165 Street Artists Took Over an Abandoned Building in Berlin, and the Results Are Wild
Part funhouse, part haunted house, and part adult ball pit filled with touchable temporary work: come visit THE HAUS.
All images courtesy THE HAUS
What happens when 165 street artists take over a single building in Berlin? The result is a five-floor urban art labyrinth boasting the work of creators from over 70 countries. There's not a single canvas in sight. Filled with low-lights, sound effects, 3D casts, growing things, unnerving portraiture, tape, stickers, and smells, it feels as far from a traditional gallery as you can get.
This building was once an abandoned bank on the famous avenue Kurfürstendamm (colloquially "Ku'damm"). Now overflowing with indoor street art, it's set to be demolished in June to make way for apartment buildings. But that's part of the fun of it, according to the artists. And until then, anyone willing to brave the two-hour line outside is welcome inside, free of charge.
THE HAUS (tag-lined "Berlin Art Bang") is a project kicked off by Kimo, Bolle and Jörni (all aliases), a trio of creators on the Berlin urban art scene for more than 20 years. While they operate Xi-Design, a hand-painted advertisements company, it's their never-for-profit crew Die Dixons that built THE HAUS. After inviting their expansive network of artists to participate, they created the packed-out platform to put street art in the spotlight, offering a temporary, no-fee experience much like street art itself. "We have a huge network," Kimo tells Creators, "and we're very organized, but all this really came from the heart and from people's willingness to do it."
Kimo let me interview him in the back room of THE HAUS, surrounded by crates of spray paint, beer, and supplies stacked floor-to-ceiling.

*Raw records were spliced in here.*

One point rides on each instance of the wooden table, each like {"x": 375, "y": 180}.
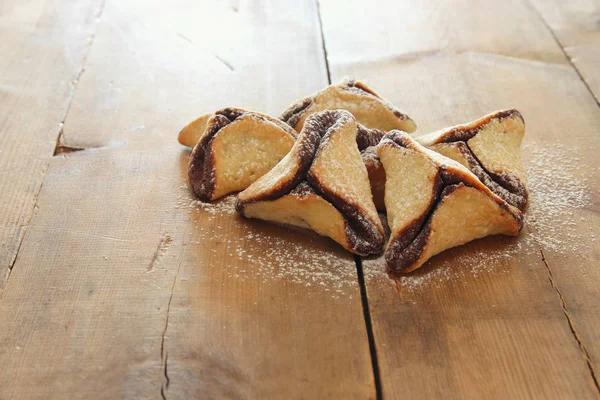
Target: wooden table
{"x": 116, "y": 283}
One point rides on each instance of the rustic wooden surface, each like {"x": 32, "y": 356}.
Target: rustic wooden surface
{"x": 115, "y": 283}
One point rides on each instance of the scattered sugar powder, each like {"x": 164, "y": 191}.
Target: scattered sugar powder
{"x": 253, "y": 252}
{"x": 557, "y": 184}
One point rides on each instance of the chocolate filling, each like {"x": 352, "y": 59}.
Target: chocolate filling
{"x": 462, "y": 134}
{"x": 366, "y": 137}
{"x": 292, "y": 115}
{"x": 408, "y": 245}
{"x": 506, "y": 186}
{"x": 201, "y": 171}
{"x": 362, "y": 233}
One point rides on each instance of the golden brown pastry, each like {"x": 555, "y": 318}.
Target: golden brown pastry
{"x": 322, "y": 185}
{"x": 192, "y": 132}
{"x": 434, "y": 203}
{"x": 369, "y": 109}
{"x": 236, "y": 148}
{"x": 490, "y": 147}
{"x": 376, "y": 176}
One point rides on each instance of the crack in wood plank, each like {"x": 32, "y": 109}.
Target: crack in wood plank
{"x": 562, "y": 48}
{"x": 571, "y": 323}
{"x": 161, "y": 249}
{"x": 163, "y": 353}
{"x": 369, "y": 327}
{"x": 323, "y": 42}
{"x": 58, "y": 147}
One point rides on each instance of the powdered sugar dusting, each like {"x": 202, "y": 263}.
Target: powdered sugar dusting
{"x": 557, "y": 188}
{"x": 254, "y": 252}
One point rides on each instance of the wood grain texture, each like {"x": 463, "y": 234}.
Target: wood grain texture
{"x": 483, "y": 320}
{"x": 43, "y": 44}
{"x": 126, "y": 288}
{"x": 576, "y": 25}
{"x": 260, "y": 56}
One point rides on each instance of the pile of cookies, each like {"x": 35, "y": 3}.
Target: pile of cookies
{"x": 331, "y": 161}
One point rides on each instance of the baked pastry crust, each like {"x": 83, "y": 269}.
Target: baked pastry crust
{"x": 376, "y": 176}
{"x": 369, "y": 108}
{"x": 490, "y": 147}
{"x": 192, "y": 132}
{"x": 434, "y": 203}
{"x": 321, "y": 184}
{"x": 236, "y": 148}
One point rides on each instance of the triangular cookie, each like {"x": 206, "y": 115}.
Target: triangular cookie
{"x": 434, "y": 203}
{"x": 369, "y": 109}
{"x": 192, "y": 132}
{"x": 322, "y": 185}
{"x": 491, "y": 148}
{"x": 236, "y": 148}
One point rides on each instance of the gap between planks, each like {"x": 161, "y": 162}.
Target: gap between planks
{"x": 562, "y": 48}
{"x": 565, "y": 310}
{"x": 553, "y": 283}
{"x": 58, "y": 148}
{"x": 357, "y": 259}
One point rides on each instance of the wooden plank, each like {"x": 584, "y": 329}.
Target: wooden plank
{"x": 484, "y": 320}
{"x": 42, "y": 45}
{"x": 575, "y": 26}
{"x": 124, "y": 286}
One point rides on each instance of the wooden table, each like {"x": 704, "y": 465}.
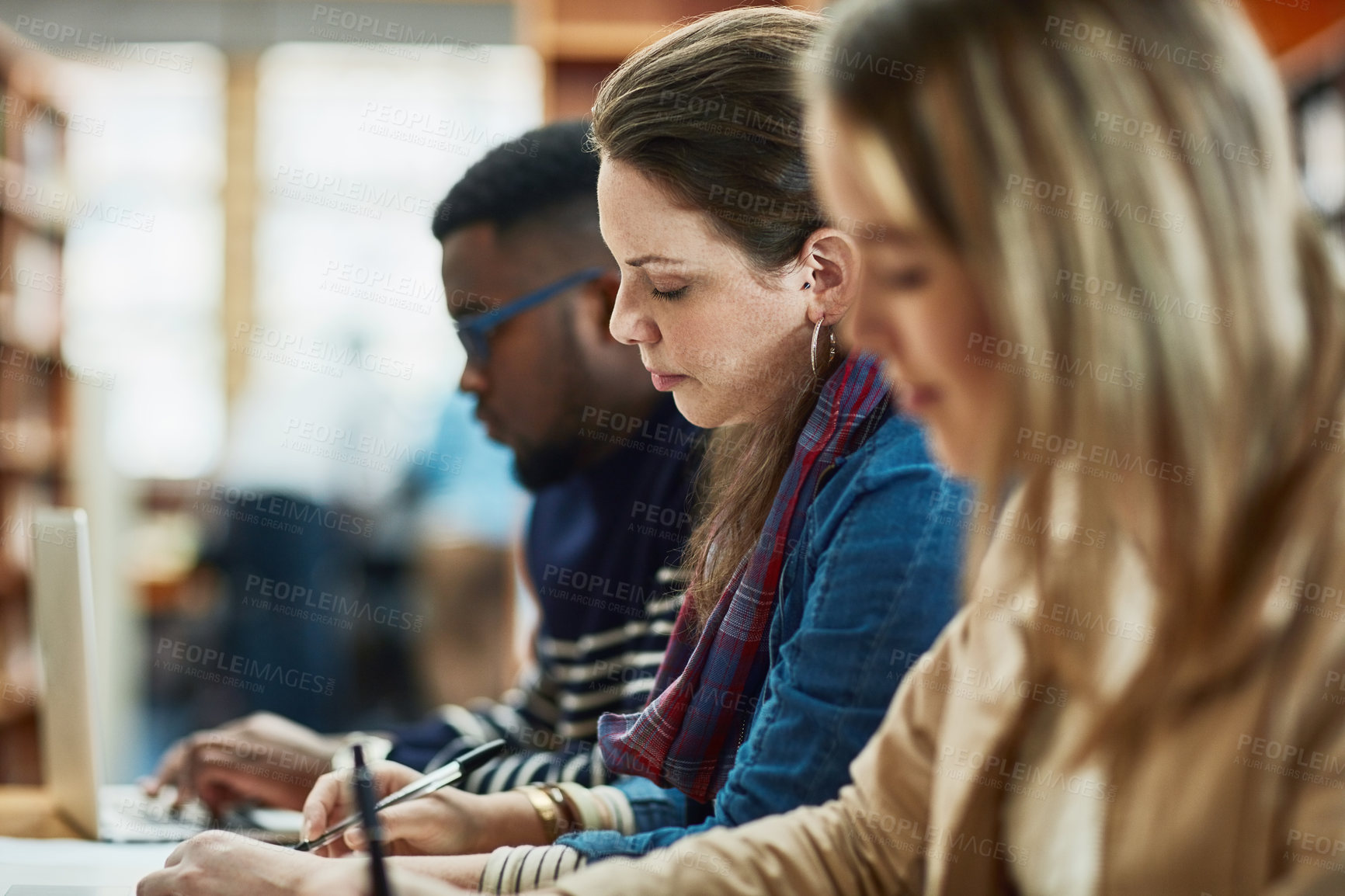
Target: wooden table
{"x": 27, "y": 811}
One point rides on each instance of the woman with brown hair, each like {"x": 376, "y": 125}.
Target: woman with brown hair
{"x": 828, "y": 550}
{"x": 1177, "y": 286}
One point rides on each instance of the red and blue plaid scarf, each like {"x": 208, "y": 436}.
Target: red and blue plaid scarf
{"x": 707, "y": 686}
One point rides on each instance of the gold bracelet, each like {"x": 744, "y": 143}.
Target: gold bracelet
{"x": 569, "y": 818}
{"x": 545, "y": 810}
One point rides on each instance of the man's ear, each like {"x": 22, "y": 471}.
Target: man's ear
{"x": 597, "y": 303}
{"x": 832, "y": 264}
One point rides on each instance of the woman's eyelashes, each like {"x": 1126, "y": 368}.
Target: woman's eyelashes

I later found out it was all donated by supportive businesses. The building materials came from a local construction company. The beer was contributed by Berliner Pilsner. A four-star hotel put up all the artists for a period of the project, free of charge. "This is not a marketing joke," Kimo says. "We want respect for the artists, for them to choose what they want to say and when their work is seen. That's why no one was paid, and nothing is for sale."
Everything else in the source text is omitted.